Elijah Nisbett left Nevis in 1922 and went to Bermuda, where he stayed with friends until he could build a house on St. Monica's Road across from the St. Monica's Mission Church: Adina, and daughters Mavis and Lauret immigrated to Bermuda in 1923.
Thomas Nisbett was educated at Central School, Bermuda, and Codrington College, Barbadoshttps://web.archive.org/web/20100703103653/http://www.codrington.org/cms/.
In his younger years, he was a member of the popular Bermudian a cappella singing group, the Nisbett Brothers.
Nisbett held a number of key ecclesiastical and community positions in both Barbados and Bermuda, and he was appointed Officer of the Order of the British Empire (OBE) in the 1992 New Year Honours for services to the community.[1] In 2012 Nisbett was awarded the Order of Saint Mellitus by the bishop of London for his contribution to the Church in Bermuda and elsewhere.
Nisbett was married on 4 August 1954 to Winifred M. G. (née Smith) Nisbett (1931–2011), a primary school teacher, and former president of the Bermuda Reading Association and a past chairman of the International Reading Association Caribbean Committee, New Orleans, Louisiana. He became a canon of the church.
They had two sons: Thomas W. L. Nisbett, an Anglican clergyman in the Anglican Diocese of Fredericton and former businessman living in New Brunswick, Canada, and Michael John Nisbett, an administrator with the Bermuda Hospitals Board living in Pembroke, Bermuda.

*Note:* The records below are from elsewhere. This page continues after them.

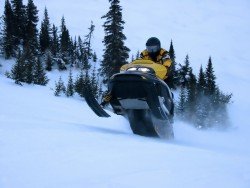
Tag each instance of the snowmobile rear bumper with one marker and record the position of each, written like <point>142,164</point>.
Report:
<point>136,90</point>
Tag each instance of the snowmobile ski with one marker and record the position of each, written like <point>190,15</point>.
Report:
<point>94,105</point>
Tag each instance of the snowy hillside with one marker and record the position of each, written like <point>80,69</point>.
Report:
<point>48,141</point>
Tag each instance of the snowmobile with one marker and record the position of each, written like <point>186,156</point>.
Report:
<point>140,94</point>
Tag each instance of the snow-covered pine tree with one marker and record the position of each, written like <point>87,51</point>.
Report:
<point>94,82</point>
<point>137,55</point>
<point>210,79</point>
<point>173,78</point>
<point>45,33</point>
<point>29,59</point>
<point>191,101</point>
<point>115,53</point>
<point>70,85</point>
<point>48,61</point>
<point>94,57</point>
<point>55,45</point>
<point>202,102</point>
<point>59,87</point>
<point>201,83</point>
<point>184,71</point>
<point>181,105</point>
<point>19,21</point>
<point>79,84</point>
<point>87,41</point>
<point>40,77</point>
<point>31,32</point>
<point>64,42</point>
<point>8,43</point>
<point>18,70</point>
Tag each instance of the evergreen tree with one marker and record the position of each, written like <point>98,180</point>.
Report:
<point>94,83</point>
<point>64,41</point>
<point>45,33</point>
<point>115,53</point>
<point>80,84</point>
<point>19,20</point>
<point>191,96</point>
<point>48,61</point>
<point>8,31</point>
<point>17,72</point>
<point>87,41</point>
<point>210,79</point>
<point>29,65</point>
<point>59,87</point>
<point>70,86</point>
<point>201,84</point>
<point>137,55</point>
<point>31,32</point>
<point>181,106</point>
<point>94,57</point>
<point>184,72</point>
<point>55,46</point>
<point>40,77</point>
<point>173,77</point>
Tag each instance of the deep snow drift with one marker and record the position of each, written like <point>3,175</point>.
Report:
<point>46,141</point>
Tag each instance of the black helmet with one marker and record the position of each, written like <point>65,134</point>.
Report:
<point>153,45</point>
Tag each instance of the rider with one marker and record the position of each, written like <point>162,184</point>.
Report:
<point>152,52</point>
<point>157,54</point>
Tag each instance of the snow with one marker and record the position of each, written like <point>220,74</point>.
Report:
<point>48,141</point>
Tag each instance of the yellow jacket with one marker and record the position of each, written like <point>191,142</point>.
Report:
<point>162,58</point>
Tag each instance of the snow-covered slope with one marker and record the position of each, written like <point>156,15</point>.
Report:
<point>47,141</point>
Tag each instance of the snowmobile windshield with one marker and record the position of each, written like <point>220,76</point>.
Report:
<point>152,49</point>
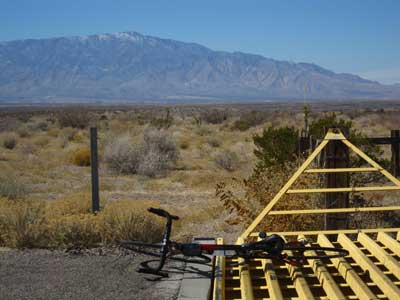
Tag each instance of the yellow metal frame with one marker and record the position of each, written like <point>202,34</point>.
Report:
<point>331,135</point>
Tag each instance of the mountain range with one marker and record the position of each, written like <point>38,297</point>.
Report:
<point>129,66</point>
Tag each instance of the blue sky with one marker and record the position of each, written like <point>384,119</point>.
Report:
<point>359,37</point>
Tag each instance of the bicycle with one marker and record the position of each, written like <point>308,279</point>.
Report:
<point>267,247</point>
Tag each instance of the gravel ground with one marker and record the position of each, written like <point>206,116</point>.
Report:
<point>95,274</point>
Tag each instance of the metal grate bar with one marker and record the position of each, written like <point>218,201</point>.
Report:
<point>341,170</point>
<point>383,282</point>
<point>348,273</point>
<point>388,261</point>
<point>389,242</point>
<point>328,283</point>
<point>345,189</point>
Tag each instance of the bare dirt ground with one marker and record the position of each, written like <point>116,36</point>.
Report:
<point>44,274</point>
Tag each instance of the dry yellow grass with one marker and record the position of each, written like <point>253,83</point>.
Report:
<point>57,187</point>
<point>69,223</point>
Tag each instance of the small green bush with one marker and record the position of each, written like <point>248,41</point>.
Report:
<point>156,154</point>
<point>81,157</point>
<point>227,160</point>
<point>73,118</point>
<point>23,131</point>
<point>10,141</point>
<point>11,186</point>
<point>248,120</point>
<point>213,141</point>
<point>215,116</point>
<point>275,146</point>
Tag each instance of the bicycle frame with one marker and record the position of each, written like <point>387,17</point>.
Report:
<point>268,247</point>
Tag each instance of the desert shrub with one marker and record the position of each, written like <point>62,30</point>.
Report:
<point>163,121</point>
<point>122,155</point>
<point>246,198</point>
<point>38,126</point>
<point>227,160</point>
<point>9,124</point>
<point>73,118</point>
<point>9,141</point>
<point>69,223</point>
<point>53,132</point>
<point>275,146</point>
<point>21,223</point>
<point>249,119</point>
<point>153,156</point>
<point>214,116</point>
<point>126,220</point>
<point>203,130</point>
<point>213,141</point>
<point>160,153</point>
<point>43,126</point>
<point>66,135</point>
<point>41,141</point>
<point>28,148</point>
<point>81,157</point>
<point>23,131</point>
<point>184,144</point>
<point>11,186</point>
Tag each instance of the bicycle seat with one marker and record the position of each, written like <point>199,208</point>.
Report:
<point>162,213</point>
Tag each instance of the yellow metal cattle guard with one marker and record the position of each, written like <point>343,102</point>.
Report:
<point>371,271</point>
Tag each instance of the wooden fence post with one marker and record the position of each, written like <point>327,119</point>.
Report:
<point>95,170</point>
<point>395,153</point>
<point>336,156</point>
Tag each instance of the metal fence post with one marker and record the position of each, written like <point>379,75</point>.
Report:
<point>95,170</point>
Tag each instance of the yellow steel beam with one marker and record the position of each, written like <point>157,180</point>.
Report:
<point>355,282</point>
<point>341,170</point>
<point>346,231</point>
<point>332,210</point>
<point>372,162</point>
<point>329,285</point>
<point>300,284</point>
<point>389,242</point>
<point>383,282</point>
<point>388,261</point>
<point>284,189</point>
<point>246,287</point>
<point>219,275</point>
<point>345,189</point>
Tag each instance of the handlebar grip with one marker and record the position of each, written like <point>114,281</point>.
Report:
<point>162,213</point>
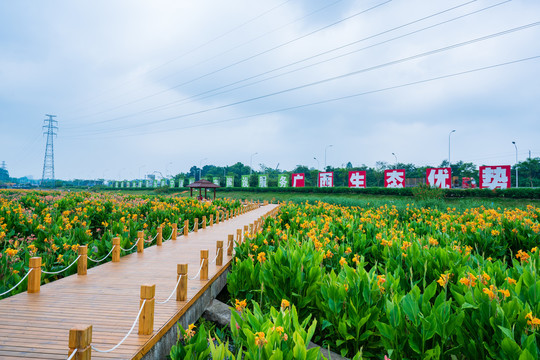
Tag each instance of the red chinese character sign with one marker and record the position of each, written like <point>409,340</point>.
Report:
<point>357,179</point>
<point>439,177</point>
<point>394,178</point>
<point>495,177</point>
<point>298,180</point>
<point>326,179</point>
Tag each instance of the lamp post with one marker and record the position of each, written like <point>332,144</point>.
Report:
<point>325,155</point>
<point>140,167</point>
<point>200,167</point>
<point>517,175</point>
<point>250,162</point>
<point>449,162</point>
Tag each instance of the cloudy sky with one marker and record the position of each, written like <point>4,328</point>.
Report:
<point>142,86</point>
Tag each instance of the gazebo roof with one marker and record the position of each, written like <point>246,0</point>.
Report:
<point>203,184</point>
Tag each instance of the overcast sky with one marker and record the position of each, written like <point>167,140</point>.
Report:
<point>143,86</point>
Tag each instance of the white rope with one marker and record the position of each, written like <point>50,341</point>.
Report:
<point>150,240</point>
<point>172,293</point>
<point>170,237</point>
<point>72,354</point>
<point>219,250</point>
<point>125,337</point>
<point>19,283</point>
<point>64,269</point>
<point>106,256</point>
<point>131,248</point>
<point>198,272</point>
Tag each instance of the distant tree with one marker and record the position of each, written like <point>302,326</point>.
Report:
<point>4,175</point>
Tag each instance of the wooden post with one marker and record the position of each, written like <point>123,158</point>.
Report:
<point>181,291</point>
<point>34,278</point>
<point>219,253</point>
<point>116,249</point>
<point>146,321</point>
<point>159,239</point>
<point>80,339</point>
<point>239,236</point>
<point>140,241</point>
<point>204,262</point>
<point>82,263</point>
<point>230,244</point>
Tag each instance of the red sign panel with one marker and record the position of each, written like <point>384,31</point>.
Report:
<point>357,179</point>
<point>439,177</point>
<point>298,180</point>
<point>495,177</point>
<point>326,179</point>
<point>394,178</point>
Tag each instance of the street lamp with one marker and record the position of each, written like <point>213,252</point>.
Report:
<point>517,175</point>
<point>449,162</point>
<point>325,155</point>
<point>250,162</point>
<point>140,167</point>
<point>200,167</point>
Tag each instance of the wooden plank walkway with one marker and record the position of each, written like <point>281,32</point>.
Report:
<point>36,326</point>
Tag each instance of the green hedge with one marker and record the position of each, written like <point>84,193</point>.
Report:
<point>521,193</point>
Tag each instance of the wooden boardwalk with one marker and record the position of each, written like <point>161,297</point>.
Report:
<point>36,326</point>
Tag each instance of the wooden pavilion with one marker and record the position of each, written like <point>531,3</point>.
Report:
<point>203,184</point>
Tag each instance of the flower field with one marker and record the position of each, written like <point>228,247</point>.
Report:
<point>414,283</point>
<point>53,225</point>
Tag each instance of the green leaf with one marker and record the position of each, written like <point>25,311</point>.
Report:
<point>386,330</point>
<point>526,355</point>
<point>507,332</point>
<point>510,348</point>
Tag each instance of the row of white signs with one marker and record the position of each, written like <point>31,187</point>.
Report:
<point>491,177</point>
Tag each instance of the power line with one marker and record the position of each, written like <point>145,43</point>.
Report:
<point>342,76</point>
<point>200,46</point>
<point>198,96</point>
<point>340,98</point>
<point>245,59</point>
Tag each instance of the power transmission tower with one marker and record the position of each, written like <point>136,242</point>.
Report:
<point>49,125</point>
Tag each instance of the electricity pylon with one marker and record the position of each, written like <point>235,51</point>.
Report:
<point>49,125</point>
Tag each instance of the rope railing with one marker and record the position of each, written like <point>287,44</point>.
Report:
<point>198,272</point>
<point>150,240</point>
<point>19,283</point>
<point>72,354</point>
<point>170,237</point>
<point>103,258</point>
<point>172,293</point>
<point>64,269</point>
<point>125,337</point>
<point>217,254</point>
<point>131,248</point>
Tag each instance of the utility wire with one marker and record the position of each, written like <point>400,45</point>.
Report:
<point>339,98</point>
<point>245,59</point>
<point>200,46</point>
<point>334,78</point>
<point>208,92</point>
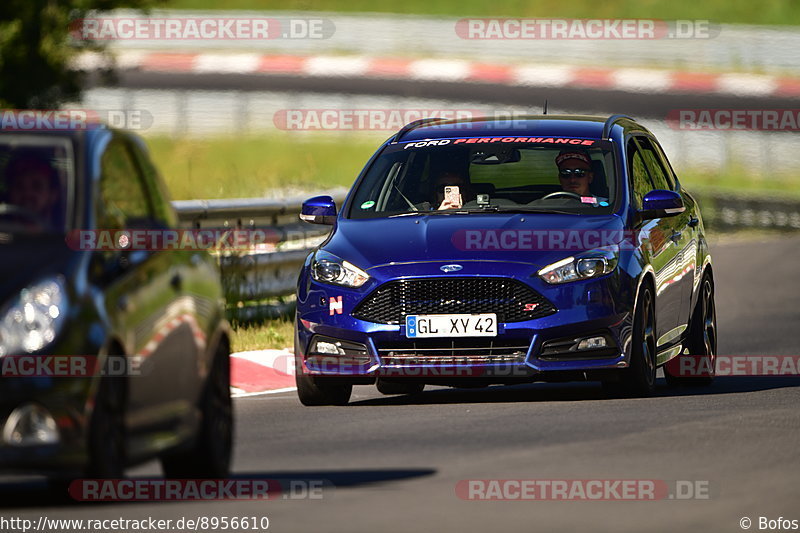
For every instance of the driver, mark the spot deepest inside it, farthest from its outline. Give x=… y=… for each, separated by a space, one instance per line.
x=575 y=175
x=33 y=185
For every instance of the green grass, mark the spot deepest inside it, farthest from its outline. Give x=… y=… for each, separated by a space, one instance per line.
x=271 y=334
x=783 y=12
x=249 y=167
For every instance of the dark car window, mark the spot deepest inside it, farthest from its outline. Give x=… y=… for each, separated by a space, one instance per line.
x=661 y=179
x=122 y=192
x=36 y=182
x=641 y=183
x=158 y=194
x=491 y=173
x=672 y=179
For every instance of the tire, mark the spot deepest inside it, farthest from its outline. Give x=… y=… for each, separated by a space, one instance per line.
x=638 y=380
x=210 y=455
x=701 y=342
x=107 y=435
x=315 y=391
x=392 y=387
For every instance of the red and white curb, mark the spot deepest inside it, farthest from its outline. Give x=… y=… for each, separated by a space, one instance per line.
x=454 y=70
x=262 y=372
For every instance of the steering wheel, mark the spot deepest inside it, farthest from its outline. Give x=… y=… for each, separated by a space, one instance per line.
x=22 y=212
x=568 y=194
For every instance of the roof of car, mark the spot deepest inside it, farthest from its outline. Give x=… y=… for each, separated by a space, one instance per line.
x=589 y=127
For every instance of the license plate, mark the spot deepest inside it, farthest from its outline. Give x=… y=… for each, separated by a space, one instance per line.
x=483 y=325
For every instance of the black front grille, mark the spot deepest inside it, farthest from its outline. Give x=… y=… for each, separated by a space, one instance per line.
x=453 y=351
x=511 y=300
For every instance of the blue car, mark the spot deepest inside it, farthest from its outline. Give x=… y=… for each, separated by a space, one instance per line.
x=486 y=251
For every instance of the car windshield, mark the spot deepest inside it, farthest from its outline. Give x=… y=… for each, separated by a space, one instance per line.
x=484 y=175
x=36 y=173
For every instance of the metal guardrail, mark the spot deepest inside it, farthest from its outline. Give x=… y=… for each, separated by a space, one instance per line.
x=260 y=284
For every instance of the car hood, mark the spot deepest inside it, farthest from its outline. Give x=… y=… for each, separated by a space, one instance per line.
x=25 y=259
x=536 y=239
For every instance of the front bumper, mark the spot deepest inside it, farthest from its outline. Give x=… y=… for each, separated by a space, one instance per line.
x=585 y=308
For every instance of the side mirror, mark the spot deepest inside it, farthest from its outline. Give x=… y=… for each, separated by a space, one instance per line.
x=319 y=210
x=660 y=203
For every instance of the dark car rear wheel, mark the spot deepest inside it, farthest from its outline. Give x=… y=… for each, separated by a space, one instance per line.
x=210 y=455
x=106 y=445
x=393 y=387
x=314 y=391
x=640 y=377
x=701 y=342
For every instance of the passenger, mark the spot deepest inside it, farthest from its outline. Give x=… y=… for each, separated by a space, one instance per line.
x=33 y=184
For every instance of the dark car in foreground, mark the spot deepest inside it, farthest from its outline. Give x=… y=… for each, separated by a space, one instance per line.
x=477 y=252
x=132 y=343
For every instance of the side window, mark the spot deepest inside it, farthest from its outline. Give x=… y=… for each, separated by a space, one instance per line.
x=637 y=171
x=654 y=166
x=672 y=179
x=122 y=193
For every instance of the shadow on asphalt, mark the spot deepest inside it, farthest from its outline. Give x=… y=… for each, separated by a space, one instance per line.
x=35 y=492
x=576 y=391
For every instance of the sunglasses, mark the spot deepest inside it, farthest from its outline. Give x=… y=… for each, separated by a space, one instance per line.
x=577 y=172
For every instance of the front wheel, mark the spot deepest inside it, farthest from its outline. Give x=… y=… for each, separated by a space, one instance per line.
x=639 y=379
x=314 y=391
x=392 y=387
x=210 y=456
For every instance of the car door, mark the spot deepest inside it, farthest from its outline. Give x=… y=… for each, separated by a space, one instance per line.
x=192 y=273
x=656 y=235
x=140 y=299
x=687 y=225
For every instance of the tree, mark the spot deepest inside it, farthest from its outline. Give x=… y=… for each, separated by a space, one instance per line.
x=36 y=52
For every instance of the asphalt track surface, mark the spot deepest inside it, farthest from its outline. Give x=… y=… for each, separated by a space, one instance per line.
x=593 y=100
x=392 y=463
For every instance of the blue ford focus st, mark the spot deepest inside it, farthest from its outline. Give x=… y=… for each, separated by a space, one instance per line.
x=482 y=251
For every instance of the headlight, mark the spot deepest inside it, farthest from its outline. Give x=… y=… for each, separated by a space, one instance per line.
x=328 y=268
x=32 y=322
x=588 y=265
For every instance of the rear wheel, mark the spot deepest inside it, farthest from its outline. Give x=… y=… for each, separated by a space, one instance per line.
x=393 y=387
x=314 y=391
x=640 y=377
x=210 y=455
x=701 y=343
x=106 y=445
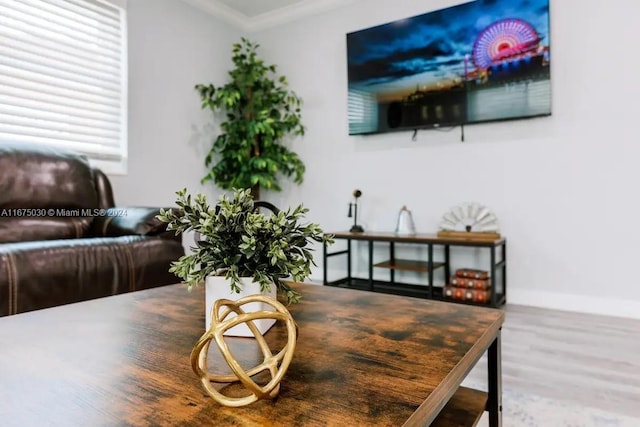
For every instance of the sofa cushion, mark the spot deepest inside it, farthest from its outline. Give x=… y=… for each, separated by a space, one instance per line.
x=34 y=179
x=42 y=274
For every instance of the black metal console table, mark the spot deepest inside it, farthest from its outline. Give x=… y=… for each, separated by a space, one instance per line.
x=497 y=268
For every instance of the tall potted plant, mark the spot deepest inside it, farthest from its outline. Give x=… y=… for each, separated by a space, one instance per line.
x=243 y=248
x=259 y=113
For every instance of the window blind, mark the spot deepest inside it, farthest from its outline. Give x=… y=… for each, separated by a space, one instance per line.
x=63 y=75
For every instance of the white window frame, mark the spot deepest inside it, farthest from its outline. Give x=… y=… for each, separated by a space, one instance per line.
x=29 y=114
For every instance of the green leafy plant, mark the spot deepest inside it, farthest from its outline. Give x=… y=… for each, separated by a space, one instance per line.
x=239 y=240
x=260 y=112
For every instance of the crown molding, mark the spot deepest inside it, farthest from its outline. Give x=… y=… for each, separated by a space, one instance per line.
x=269 y=19
x=222 y=11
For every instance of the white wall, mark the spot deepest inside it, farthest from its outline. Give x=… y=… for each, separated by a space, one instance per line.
x=563 y=187
x=172 y=47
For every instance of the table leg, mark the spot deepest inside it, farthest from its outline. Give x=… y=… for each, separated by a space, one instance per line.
x=494 y=402
x=349 y=262
x=371 y=265
x=324 y=260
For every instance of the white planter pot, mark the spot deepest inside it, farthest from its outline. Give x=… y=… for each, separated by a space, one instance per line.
x=217 y=287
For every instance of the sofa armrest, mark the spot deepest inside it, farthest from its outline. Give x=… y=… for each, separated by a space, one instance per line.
x=124 y=221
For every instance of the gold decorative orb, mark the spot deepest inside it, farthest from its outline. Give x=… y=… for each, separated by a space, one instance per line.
x=276 y=365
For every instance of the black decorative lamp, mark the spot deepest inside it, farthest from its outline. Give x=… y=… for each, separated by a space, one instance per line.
x=353 y=212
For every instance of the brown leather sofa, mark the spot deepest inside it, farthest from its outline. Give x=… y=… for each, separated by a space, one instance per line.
x=63 y=240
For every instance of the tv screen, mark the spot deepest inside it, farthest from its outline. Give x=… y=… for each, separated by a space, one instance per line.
x=480 y=61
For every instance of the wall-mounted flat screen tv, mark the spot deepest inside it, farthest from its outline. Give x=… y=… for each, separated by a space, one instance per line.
x=481 y=61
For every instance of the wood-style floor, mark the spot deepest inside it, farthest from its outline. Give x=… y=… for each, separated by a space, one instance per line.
x=578 y=358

Michael John Nisbett is the owner/webmaster of Christian Resource Centre at www.crcbermuda.com.[2]
His granddaughter is Canadian singer/songwriter, Chelsea Nisbett,[3] also known under the professional name, Chelsea Amber.[4]
An interview with Nisbett can be seen at Canon Thomas Nisbett profile.
The sermon preached by Ewen Ratteray, Anglican bishop of Bermuda, at the celebration in thanksgiving for the 40th anniversary of the ordination of Thomas Nisbett on 11 January 2004, can be found at www.anglican.bm/2004-02.html
Thomas Nisbett died on 2 April 2024, at the age of 98.[5]